Yıldız Sarayı Kütüphanesinin tesis tarihi basılı kaynaklarda genellikle 1881-1882 olarak geçmektedir. Ancak bu tarih Tuba Çavdar Karatepe ile Hüseyin Türkmen’in müşterek çalışmasındaki belgeler ışığında 1876 olarak tespit edilmiştir.

Koleksiyonun nüvesini II. Abdülhamid’in şehzadeliği sırasında sahip olduğu kitaplar oluşturmuştur.
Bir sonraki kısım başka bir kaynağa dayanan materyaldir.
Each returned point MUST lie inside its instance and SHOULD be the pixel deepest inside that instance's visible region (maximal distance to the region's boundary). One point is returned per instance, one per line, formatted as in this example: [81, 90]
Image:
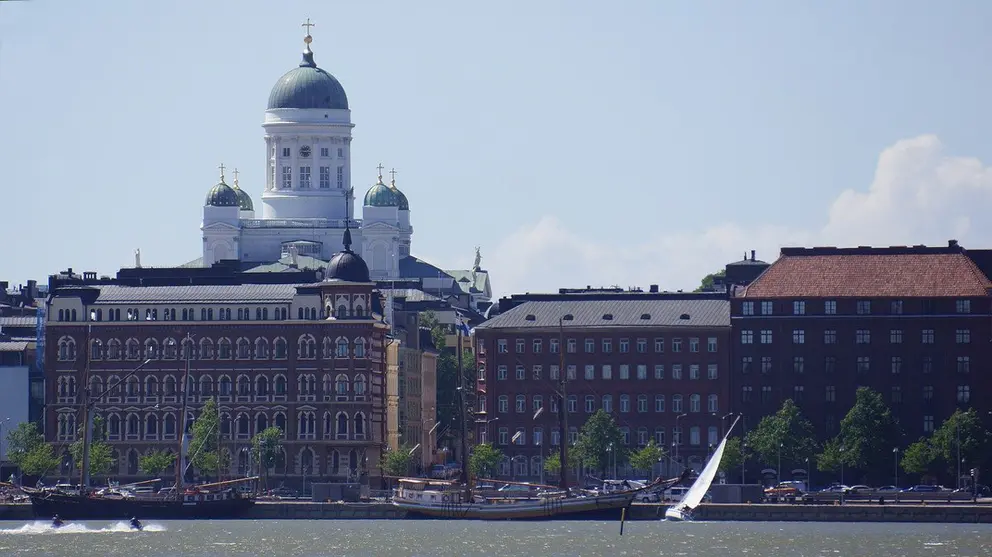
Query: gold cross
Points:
[308, 25]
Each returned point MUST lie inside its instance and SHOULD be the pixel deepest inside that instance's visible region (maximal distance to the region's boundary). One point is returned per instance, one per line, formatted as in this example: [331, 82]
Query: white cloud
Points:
[918, 195]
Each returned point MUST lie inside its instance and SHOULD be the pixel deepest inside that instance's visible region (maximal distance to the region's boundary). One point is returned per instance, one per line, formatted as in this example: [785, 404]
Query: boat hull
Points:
[579, 508]
[75, 507]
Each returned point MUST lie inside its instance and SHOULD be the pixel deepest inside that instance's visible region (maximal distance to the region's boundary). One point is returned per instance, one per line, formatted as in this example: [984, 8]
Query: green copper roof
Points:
[380, 195]
[222, 195]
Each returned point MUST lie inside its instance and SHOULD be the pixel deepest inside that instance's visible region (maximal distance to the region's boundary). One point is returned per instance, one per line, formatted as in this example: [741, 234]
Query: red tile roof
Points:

Bununla birlikte kütüphane koleksiyonu padişahın saltanat yılları süresince zenginleşmiş, zaman içinde yabancı devlet adamlarıyla araştırmacıların ziyaret etmek ve araştırma yapmak istedikleri zengin bir kütüphane olmuştur.

Bu değerli kütüphane bugüne kadar birçok yağma teşebbüsü ve tasfiye ile karşı karşıya kalmıştır. Bunların ilki 31 Mart Vakası sonrasında Yıldız Sarayının Hareket Ordusu tarafından teslim alınması sırasında vuku bulmuştur. Yıldız Sarayı 25 Nisan 1909 sabahı Hareket Ordusu II. Fırka komutanı Mirliva Şevket Turgut Paşa tarafından teslim alınmıştı. Bu sırada olayların gelişiminde çatışmalara sokulmayan Bulgar askerlerinin Yıldız Sarayına girmesine müsaade edilmiştir. Bu kişiler Yıldız Sarayını tarihinde benzeri pek görülmedik bir şekilde yağmalamışlardır. Bu sırada Kütüphane-i Hümayun da yağmalanmak istenmiş ancak kütüphanenin baş hafız-ı kütübü Sabri Kalkandelen hayatı pahasına kütüphaneyi korumuştur. Yağmacılar kütüphane önüne geldiklerinde Sabri Bey kütüphanenin önüne yatarak, “Benim cesedimi çiğnemeden kimse içeri giremez” diyerek vücudunu siper etmiştir. Bir talih eseri orada bulunan Arnavut askerler, önce şivesinden Sabri Beyin de kendileri gibi Arnavut olduğunu, sonrasındaysa memleketlerinde hürmet edilen Şeyh Mustafa Ruhi Efendinin oğlu olduğunu anlamış ve bunun üzerine geri çekilmişlerdir. Böylelikle Kütüphane-i Hümayun tarihinin en büyük yağmasından kurtulmuştur. Ancak bu durum kütüphanenin tasfiyesine ve koleksiyonun, Yıldız’da kurulan Tasfiye Komisyonunun aldığı kararlarla farklı yerlere gitmesine engel olamamıştır.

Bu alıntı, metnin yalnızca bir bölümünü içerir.